Non c'era nulla da fare, e se ne rodeva.
Si erano odiati per secoli qui, e sempre si odieranno, fra queste stesse case, davanti agli stessi sassi bianchi del Basento e alle stesse grotte di Irsina. Oggi erano tutti fascisti, si sa. Ma questo non voleva dir nulla. Prima erano nittiani o salandrini, e risalendo nel tempo, giolittiani o antigiolittiani, della Destra o della Sinistra, per i briganti o contro i briganti, borbonici o liberali, e prima ancora, chissà. Ma questa era la vera origine: c'erano i galantuomini e c'erano i briganti, i figli dei galantuomini e i figli dei briganti. Il fascismo non aveva cambiato le cose. Anzi, prima, con i partiti, la gente per bene poteva stare tutta da una parte, sotto una bandiera particolare, e distinguersi dagli altri e lottare sotto una veste politica. Ora non ci resta che le lettere anonime, e le pressioni e le corruzioni in Prefettura. Perchè nel fascismo ci stanno tutti. -Io, vede, sono di una famiglia di liberali. I miei bisnonni sono stati in prigione, sotto i Borboni. Ma il segretario del fascio, sa chi è? E' il figlio di un brigante. Proprio il figlio di un brigante. E tutti gli altri che gli tengono bordone, e che adesso comandano il paese, sono tutti della stessa risma. E a Matera è la stessa cosa. Il consigliere nazionale N., di qui, è di una famiglia che teneva mano ai briganti. Anche il barone di Collefusco, il padrone di tutte le terre qui attorno, il proprietario del palazzo sulla piazza, chi è? Lui sta a Napoli, si sa, e da queste parti non ci viene mai. Non lo conosce? I baroni di Collefusco sono stati, di nascosto, i veri capi del brigantaggio, nel '60, da queste parti. Erano loro che li pagavano, che li armavano.
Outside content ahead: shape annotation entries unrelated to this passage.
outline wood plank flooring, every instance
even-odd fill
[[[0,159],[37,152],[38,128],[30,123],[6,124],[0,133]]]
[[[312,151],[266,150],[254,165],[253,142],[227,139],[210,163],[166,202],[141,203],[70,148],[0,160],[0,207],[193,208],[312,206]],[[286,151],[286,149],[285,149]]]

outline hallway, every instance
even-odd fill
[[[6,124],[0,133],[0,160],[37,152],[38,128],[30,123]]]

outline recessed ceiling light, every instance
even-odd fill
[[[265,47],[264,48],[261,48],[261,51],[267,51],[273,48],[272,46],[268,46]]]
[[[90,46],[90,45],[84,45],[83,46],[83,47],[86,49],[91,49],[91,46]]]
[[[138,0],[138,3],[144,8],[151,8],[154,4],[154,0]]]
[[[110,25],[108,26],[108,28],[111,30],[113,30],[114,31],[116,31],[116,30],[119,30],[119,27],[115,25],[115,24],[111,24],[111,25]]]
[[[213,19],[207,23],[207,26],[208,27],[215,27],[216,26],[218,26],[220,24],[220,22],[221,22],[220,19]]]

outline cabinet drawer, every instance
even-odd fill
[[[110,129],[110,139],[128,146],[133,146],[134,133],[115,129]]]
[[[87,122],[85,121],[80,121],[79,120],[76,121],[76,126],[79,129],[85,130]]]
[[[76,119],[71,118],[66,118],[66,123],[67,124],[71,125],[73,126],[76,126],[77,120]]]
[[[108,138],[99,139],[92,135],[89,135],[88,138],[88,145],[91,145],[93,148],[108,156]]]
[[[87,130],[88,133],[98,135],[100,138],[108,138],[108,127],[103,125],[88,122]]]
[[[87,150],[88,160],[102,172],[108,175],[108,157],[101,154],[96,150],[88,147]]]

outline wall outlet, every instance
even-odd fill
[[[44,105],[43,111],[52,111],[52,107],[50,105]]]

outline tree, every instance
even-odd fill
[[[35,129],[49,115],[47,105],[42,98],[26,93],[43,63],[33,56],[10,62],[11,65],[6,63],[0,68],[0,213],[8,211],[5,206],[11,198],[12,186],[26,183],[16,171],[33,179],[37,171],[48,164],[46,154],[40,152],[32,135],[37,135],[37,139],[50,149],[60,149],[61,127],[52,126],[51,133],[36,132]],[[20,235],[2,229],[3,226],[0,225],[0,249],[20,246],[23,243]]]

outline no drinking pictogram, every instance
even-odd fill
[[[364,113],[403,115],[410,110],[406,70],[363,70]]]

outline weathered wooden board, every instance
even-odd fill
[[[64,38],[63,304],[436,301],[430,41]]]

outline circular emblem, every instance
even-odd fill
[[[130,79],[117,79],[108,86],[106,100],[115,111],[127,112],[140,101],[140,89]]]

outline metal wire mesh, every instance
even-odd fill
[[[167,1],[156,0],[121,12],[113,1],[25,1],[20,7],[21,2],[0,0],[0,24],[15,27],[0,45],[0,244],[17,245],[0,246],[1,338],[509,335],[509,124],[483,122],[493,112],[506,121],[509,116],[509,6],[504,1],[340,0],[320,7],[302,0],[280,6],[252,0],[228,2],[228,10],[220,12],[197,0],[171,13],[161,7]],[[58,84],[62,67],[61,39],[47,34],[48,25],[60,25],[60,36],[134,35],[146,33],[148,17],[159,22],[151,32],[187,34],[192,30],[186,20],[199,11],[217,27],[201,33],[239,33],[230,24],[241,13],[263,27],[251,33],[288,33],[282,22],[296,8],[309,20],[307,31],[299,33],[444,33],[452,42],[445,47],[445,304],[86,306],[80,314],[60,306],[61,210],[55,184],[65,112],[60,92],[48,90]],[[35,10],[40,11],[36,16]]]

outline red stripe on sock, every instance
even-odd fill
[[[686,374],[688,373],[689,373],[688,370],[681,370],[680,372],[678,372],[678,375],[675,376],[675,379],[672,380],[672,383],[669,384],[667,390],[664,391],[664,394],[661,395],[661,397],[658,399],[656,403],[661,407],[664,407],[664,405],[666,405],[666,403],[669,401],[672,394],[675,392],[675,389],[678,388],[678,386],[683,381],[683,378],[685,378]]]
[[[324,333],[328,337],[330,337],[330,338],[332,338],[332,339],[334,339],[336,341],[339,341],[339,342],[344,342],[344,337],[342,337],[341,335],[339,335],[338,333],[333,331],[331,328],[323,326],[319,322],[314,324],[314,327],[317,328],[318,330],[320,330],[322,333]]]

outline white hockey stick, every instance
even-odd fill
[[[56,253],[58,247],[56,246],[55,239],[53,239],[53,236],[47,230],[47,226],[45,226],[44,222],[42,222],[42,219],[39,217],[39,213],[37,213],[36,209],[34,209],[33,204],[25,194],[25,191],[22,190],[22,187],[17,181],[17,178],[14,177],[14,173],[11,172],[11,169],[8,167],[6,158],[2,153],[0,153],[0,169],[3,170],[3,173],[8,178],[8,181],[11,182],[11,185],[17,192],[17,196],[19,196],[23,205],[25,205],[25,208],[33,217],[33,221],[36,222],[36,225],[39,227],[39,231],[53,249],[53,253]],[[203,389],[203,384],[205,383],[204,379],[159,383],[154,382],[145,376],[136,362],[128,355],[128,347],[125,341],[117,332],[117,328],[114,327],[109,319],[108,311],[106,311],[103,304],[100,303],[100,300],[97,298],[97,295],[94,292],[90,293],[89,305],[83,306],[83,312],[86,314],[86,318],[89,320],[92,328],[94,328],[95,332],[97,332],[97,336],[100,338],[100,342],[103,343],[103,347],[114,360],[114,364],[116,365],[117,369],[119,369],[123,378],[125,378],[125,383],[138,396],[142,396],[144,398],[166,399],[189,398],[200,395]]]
[...] La lotta dei signori tra loro non ha nulla a che fare con una "vendetta" tramandata di padre in figlio; nè si tratta di una lotta politica reale, fra conservatori e progressisti, anche quando, per caso, prende quest'ultima forma. Naturalmente ciascuno dei due partiti accusa l'altro dei peggiori delitti. [...] La verità è che questa continua guerra dei signori si trova, nelle stesse forme, in tutti i paesi della Lucania. La piccola borghesia non ha mezzi sufficienti per vivere col decoro necessario, per fare la vita del galantuomo. Tutti i giovani di qualche valore, e quelli appena capaci di fare la propria strada, lasciano il paese. I più avventurati vanno in America, come i cafoni; gli altri a Napoli o a Roma; e in paese non tornano più. In paese ci restano invece gli scarti, coloro che non sanno far nulla, i difettosi nel corpo, gli inetti, gli oziosi: la noia e l'avidità li rendono malvagi. Questa classe degenerata deve, per vivere (i piccoli poderi non rendono quasi nulla), poter dominare i contadini, e assicurarsi, in paese, i posti remunerati di maestro, di farmacista, di prete, di maresciallo dei carabinieri, e così via. E' dunque questione di vita o di morte avere personalmente in mano il potere; essere noi o i nostri parenti o i nostri compari ai posti di comando. Di qui la lotta continua per arraffare il potere tanto necessario e desiderato, e toglierlo agli altri; lotta che la ristrettezza dell'ambiente, l'ozio, l'associarsi di motivi privati o politici rende continua e feroce. Ogni giorno partono da tutti i paesi di Lucania lettere anonime alla Prefettura. E la Prefettura non ne è malcontenta, anche se affetta il contrario. -A Matera fanno finta di voler appianare le nostre liti...Ma in verità fanno il possibile per fomentarle. Hanno istruzioni in questo senso da Roma. Così tengono in mano tutti, con la minaccia o la speranza. Ma che abbiamo da sperare?- e qui il gesto caratteristico della mano, che vuol dire: niente.
-Qui non si può vivere. Bisogna andarsene.